Le rapport entre pouvoir et religion tel qu’il émerge à partir des années cinquante peut être approché de façon schématique à travers trois cas de figure.

Le premier est représenté par les Etats comme l’Arabie Saoudite basant leur légitimité de façon explicite sur la religion.

Le second est illustré par les Etats qui ont développé l’héritage de la tradition ottomane se caractérisant par une relation pyramidale Etat/ulémas/confréries soufies et une institutionnalisation des instances religieuses. L’Egypte est la parfaite incarnation de ce modèle. Al Azhar et les confréries soufies ont été totalement intégrés à l’Etat. Comme sous la période de l’empire ottoman, l’Etat Egyptien gère donc deux sphères importantes de l’islam: la piété populaire qui continue à structurer la vie religieuse et l’islam savant qui est la source de légitimité. L’Etat a ainsi poussé a son extrême l’inféodation traditionnelle des ulémas jusqu’à en faire des fonctionnaires directement nommés et rétribués par l’Etat. Sous l’égide du pouvoir politique, le pouvoir religieux a donc connu un processus de cléricalisation, le Cheikh al Azhar étant nommé par le Président de la République. La fonction de mufti de la république illustre bien le rôle de légitimation du pouvoir.

Enfin, le troisième cas de figure est celui des Etats à l’image de l’Irak qui ont été marqués par une grande instabilité. La faillite des systèmes politiques a favorisé l’émergence de centres de pouvoirs religieux qui étaient en concurrence direct avec l’Etat et constituaient une menace pour son autorité. Cette configuration est également caractérisée par la domination confessionnelle d’une communauté sur les autres.

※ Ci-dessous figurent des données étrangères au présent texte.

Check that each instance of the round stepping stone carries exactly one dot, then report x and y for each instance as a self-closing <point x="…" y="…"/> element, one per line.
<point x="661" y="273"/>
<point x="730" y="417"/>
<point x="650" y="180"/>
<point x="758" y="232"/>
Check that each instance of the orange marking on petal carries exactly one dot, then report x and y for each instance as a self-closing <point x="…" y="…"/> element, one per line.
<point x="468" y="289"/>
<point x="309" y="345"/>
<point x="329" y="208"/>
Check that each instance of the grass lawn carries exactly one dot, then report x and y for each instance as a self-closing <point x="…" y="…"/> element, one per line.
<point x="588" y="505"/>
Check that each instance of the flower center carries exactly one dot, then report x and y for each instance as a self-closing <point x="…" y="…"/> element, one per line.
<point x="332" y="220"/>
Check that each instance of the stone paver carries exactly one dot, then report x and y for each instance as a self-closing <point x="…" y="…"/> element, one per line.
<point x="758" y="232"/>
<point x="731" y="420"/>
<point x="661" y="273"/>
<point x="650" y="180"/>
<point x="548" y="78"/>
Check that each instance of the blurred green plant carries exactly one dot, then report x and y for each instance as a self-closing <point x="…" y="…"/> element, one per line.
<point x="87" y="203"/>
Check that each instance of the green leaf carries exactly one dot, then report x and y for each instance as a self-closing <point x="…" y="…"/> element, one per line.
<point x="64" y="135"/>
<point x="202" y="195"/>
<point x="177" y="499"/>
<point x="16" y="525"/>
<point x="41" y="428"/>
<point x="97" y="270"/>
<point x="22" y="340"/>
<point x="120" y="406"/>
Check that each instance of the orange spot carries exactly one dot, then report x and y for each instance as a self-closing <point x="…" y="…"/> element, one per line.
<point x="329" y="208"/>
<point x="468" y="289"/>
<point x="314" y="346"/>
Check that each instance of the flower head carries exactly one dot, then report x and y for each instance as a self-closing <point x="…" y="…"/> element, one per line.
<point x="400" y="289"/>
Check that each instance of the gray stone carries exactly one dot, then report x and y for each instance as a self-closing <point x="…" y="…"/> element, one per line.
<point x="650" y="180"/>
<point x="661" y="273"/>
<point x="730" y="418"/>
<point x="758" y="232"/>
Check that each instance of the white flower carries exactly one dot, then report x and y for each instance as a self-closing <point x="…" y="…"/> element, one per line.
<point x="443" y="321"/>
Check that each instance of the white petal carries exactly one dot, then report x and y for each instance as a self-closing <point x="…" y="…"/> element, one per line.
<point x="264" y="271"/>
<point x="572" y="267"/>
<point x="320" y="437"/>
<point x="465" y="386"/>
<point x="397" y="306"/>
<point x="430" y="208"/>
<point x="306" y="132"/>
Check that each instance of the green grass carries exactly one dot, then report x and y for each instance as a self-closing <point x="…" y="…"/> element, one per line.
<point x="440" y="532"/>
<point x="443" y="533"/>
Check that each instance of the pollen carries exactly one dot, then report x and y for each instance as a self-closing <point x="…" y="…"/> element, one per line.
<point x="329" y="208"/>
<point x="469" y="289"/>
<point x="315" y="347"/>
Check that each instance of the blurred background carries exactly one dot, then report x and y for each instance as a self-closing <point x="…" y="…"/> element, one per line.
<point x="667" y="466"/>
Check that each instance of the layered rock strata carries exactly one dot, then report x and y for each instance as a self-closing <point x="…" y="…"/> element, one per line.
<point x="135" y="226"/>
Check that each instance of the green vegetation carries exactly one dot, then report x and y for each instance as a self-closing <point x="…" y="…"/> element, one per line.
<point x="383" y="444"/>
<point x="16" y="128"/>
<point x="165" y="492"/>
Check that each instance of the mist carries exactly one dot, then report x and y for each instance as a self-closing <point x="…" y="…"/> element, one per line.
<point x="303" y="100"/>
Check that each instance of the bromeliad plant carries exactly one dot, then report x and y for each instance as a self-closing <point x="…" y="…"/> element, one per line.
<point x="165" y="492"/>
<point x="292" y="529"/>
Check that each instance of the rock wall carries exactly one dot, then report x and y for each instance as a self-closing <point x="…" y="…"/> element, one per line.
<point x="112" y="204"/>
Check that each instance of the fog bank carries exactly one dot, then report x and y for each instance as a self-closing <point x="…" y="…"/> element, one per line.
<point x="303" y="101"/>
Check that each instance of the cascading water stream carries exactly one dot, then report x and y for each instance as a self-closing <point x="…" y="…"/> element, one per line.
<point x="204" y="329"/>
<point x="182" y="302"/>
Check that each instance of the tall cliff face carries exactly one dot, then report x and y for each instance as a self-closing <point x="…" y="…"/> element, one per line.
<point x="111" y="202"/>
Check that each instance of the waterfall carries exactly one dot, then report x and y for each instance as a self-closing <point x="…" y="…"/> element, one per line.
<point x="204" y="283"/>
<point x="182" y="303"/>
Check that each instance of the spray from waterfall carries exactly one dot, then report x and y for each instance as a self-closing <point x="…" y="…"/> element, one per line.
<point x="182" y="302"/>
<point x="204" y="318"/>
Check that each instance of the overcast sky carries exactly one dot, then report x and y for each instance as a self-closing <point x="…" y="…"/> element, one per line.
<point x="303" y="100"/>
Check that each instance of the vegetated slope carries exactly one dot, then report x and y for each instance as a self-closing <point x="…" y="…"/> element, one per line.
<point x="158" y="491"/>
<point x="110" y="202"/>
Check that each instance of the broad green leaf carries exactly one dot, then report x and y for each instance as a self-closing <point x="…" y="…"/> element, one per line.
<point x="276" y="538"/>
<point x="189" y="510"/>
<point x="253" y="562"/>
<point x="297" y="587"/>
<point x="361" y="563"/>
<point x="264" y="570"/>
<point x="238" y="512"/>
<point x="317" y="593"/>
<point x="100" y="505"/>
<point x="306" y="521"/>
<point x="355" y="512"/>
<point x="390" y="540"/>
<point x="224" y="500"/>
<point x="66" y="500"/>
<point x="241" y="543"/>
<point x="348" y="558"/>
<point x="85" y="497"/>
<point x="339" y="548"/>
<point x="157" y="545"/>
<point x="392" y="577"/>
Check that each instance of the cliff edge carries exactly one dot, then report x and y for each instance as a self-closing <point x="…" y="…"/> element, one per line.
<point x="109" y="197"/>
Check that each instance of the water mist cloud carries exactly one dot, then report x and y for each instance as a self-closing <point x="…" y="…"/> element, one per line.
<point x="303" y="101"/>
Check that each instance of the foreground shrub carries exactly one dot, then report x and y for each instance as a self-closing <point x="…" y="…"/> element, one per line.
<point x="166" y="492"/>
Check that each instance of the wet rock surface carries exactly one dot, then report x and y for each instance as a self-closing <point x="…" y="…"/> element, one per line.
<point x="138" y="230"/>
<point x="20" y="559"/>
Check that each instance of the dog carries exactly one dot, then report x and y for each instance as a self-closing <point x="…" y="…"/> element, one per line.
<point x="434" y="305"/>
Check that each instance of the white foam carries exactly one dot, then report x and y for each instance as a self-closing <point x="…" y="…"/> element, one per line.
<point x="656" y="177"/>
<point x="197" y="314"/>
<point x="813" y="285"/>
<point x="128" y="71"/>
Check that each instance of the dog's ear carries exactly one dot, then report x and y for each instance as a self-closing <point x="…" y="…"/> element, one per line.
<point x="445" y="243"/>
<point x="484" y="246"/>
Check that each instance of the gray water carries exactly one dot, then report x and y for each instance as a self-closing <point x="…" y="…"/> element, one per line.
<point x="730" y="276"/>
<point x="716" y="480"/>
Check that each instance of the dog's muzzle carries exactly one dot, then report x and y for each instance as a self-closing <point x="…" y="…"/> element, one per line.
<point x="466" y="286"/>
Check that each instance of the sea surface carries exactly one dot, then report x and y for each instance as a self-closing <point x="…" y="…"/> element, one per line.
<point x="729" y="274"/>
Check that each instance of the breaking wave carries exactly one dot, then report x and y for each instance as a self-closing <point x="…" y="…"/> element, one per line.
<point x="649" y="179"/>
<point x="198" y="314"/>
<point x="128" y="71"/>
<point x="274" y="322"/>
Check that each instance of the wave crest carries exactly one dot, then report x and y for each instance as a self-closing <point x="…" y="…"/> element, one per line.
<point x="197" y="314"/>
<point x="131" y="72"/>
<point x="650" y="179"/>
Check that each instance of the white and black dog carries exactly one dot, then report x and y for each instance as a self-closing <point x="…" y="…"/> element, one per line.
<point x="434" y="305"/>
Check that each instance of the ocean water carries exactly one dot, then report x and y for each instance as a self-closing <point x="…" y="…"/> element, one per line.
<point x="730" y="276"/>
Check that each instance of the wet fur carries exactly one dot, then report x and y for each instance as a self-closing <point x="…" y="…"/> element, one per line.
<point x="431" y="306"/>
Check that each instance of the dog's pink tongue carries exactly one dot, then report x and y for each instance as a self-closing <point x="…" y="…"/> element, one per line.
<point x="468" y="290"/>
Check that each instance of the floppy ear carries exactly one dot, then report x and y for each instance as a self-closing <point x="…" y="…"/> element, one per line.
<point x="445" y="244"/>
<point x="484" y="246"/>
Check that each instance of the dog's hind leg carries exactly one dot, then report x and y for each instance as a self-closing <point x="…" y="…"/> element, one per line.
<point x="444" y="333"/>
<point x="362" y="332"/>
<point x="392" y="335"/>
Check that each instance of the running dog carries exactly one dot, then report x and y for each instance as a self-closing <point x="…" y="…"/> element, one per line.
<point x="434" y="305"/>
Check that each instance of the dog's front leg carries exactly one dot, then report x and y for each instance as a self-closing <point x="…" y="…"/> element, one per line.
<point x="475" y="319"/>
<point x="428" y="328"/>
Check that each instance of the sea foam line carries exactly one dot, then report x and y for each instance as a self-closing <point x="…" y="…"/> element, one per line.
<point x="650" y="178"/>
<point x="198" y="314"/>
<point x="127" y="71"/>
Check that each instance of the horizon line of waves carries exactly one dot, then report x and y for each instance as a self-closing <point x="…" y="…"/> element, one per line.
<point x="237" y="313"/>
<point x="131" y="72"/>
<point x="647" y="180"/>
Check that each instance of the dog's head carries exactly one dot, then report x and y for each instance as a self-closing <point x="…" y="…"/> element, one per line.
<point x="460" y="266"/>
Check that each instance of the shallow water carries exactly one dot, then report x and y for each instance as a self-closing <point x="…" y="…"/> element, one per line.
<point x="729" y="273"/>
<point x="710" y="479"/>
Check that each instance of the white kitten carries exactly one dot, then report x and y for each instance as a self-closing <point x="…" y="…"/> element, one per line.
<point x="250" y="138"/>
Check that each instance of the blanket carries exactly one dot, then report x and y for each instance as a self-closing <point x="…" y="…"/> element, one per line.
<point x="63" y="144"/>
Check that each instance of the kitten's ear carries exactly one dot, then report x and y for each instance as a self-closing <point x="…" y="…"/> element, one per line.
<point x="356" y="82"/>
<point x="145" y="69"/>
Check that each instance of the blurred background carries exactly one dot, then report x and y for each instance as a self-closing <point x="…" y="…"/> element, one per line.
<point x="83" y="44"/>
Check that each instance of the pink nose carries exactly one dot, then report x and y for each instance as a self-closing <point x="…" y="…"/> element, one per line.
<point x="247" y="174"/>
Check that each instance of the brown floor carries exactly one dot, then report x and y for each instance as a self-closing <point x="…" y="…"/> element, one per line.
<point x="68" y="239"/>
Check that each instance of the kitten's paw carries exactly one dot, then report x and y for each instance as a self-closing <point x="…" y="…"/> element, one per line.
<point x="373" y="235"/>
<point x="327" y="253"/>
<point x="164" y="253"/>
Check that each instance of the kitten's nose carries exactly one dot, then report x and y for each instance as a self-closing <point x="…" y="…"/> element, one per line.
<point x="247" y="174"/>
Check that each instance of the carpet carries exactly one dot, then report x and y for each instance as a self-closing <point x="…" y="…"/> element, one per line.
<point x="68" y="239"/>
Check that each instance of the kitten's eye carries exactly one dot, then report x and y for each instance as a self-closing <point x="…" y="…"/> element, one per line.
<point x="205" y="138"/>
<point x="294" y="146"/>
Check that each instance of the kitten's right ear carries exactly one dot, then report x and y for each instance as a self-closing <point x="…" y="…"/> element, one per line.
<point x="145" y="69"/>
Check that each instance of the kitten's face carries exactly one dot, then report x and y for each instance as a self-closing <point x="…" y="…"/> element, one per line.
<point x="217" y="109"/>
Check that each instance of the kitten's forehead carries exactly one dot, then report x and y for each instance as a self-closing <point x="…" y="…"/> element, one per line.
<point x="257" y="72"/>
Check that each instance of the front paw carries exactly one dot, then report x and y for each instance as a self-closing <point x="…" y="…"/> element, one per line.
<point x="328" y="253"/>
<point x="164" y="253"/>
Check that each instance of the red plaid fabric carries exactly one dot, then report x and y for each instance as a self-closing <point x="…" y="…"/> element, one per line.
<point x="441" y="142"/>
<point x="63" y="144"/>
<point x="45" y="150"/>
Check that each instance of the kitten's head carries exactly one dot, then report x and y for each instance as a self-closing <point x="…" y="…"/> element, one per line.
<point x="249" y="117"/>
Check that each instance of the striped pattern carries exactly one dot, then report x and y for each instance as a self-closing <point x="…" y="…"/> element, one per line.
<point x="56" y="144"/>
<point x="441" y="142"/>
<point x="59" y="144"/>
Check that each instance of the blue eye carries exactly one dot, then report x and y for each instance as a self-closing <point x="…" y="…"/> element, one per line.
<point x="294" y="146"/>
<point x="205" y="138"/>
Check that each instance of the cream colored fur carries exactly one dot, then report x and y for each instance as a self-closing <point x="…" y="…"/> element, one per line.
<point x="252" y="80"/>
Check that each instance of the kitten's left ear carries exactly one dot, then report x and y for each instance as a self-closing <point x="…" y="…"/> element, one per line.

A l’exception de l’Arabie Saoudite, l’ensemble des Etats arabes du Moyen Orient, quelle que soit leur forme constitutionnelle, se sont engagés dans un processus de sécularisation croissante mené conjointement avec une nationalisation progressive de l’islam.  Les élites gouvernantes ont monopolisé le pouvoir à un moment où la société apparaissait comme un acteur à part entière sur la scène politique, d’abord mue par le nationalisme arabe et le socialisme, puis par l’islamisme.